Una nuova Italia introduce e afferma i principi laici della propria Costituzione e seppellisce, almeno nelle intenzioni, le ambizioni e le nostalgie vaticane per uno Stato confessionale. Dice il prof Melloni: “i cattolici italiani esistono soltanto come una specie di giubbotto antiproiettile intorno al papato, visto, quest’ultimo, come un corpo unico, inglobante, senza distinzione, il Papa, i vescovi, il cattolicesimo, i cattolici, la Chiesa,  simile a una azienda in cui l’amministratore delegato è il Santo Pontefice”. E’ una idea radicata nella cultura del cattolicesimo italiano, parzialmente  superata con la  revisione del Concordato, effettuata nell’84 da Casaroli e Craxi, che  riuscirà ad operare quelle distinzioni funzionali, anche economiche, all’interno del corpo granitico della Santa Sede, come, per esempio, il dare  una maggiore evidenza al ruolo pastorale della Chiesa.

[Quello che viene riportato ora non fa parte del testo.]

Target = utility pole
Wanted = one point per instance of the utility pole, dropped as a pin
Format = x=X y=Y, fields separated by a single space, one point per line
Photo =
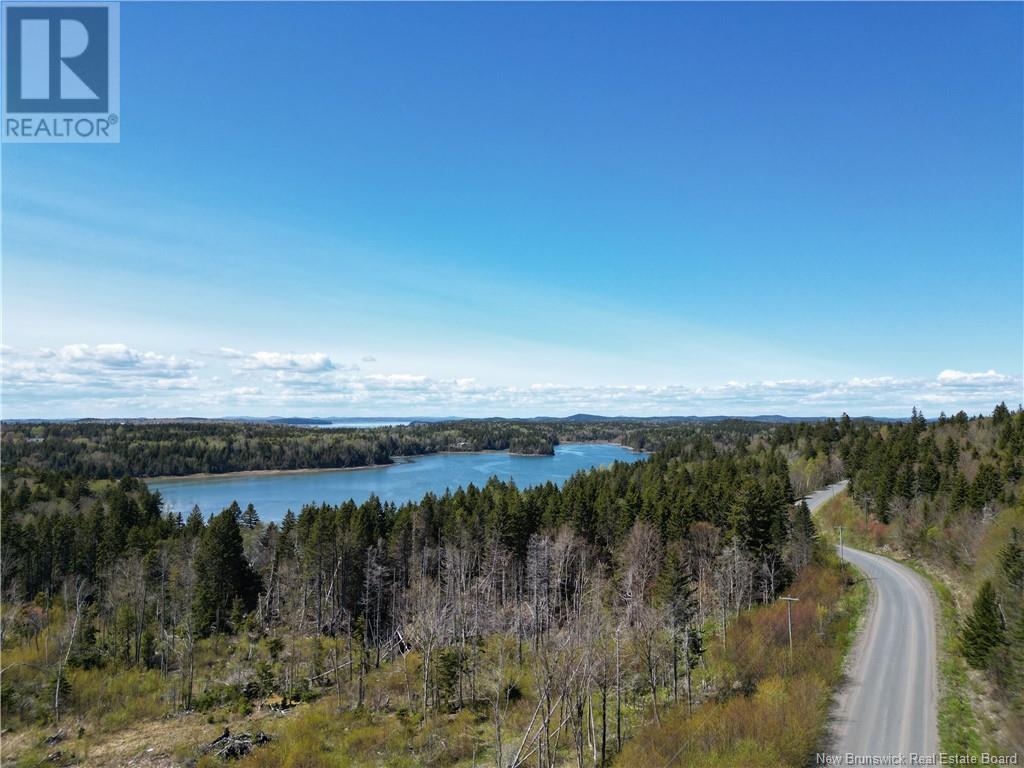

Osservo che, per noi contemporanei, il tramestio che ha portato a tutto ciò può sembrare, ormai, sfumato nel tempo. In realtà, il contrasto è ben lungi dall’essere sopito. Il “non expedit” fa ancora parte delle recenti dichiarazioni vaticane e le pressioni sul mondo politico cattolico sono all’ordine del giorno,  nell’opinabile  tentativo di limitare la libertà dell’individuo nel nome di una morale trascendente, non discutibile. In un’epoca di incessanti sviluppi scientifici, di multiculturalità, di migrazioni, di superamento del concetto di nazione, di globalizzazione, circostanze non del tutto prevedibili nell’84, il ruolo dei Patti appare in parte anacronistico, soprattutto quando ne scaturisca ancora una primogenitura fideistica e morale che detti comportamenti a scapito della libertà individuale, valore indiscutibile, anche per un credente, di una società democratica e laica. Semmai, sarebbe auspicabile una revisione del Concordato che tenesse conto di queste nuove istanze, sempre che l’accordo del lontano 29, abbia, oggi, ancor senso. Se il soggetto del Concordato passato  era il popolo con una certa pratica religiosa, come diceva Jemolo, oggi il popolo ha una maturità per essere maggiormente autonomo. Il rispetto di quei diritti, non negoziabili, che alla Chiesa stanno a cuore, non deve implicare il non rispetto di istanze simmetriche, con  pari dignità, che devono trovare posto in un concetto di Stato non confessionale.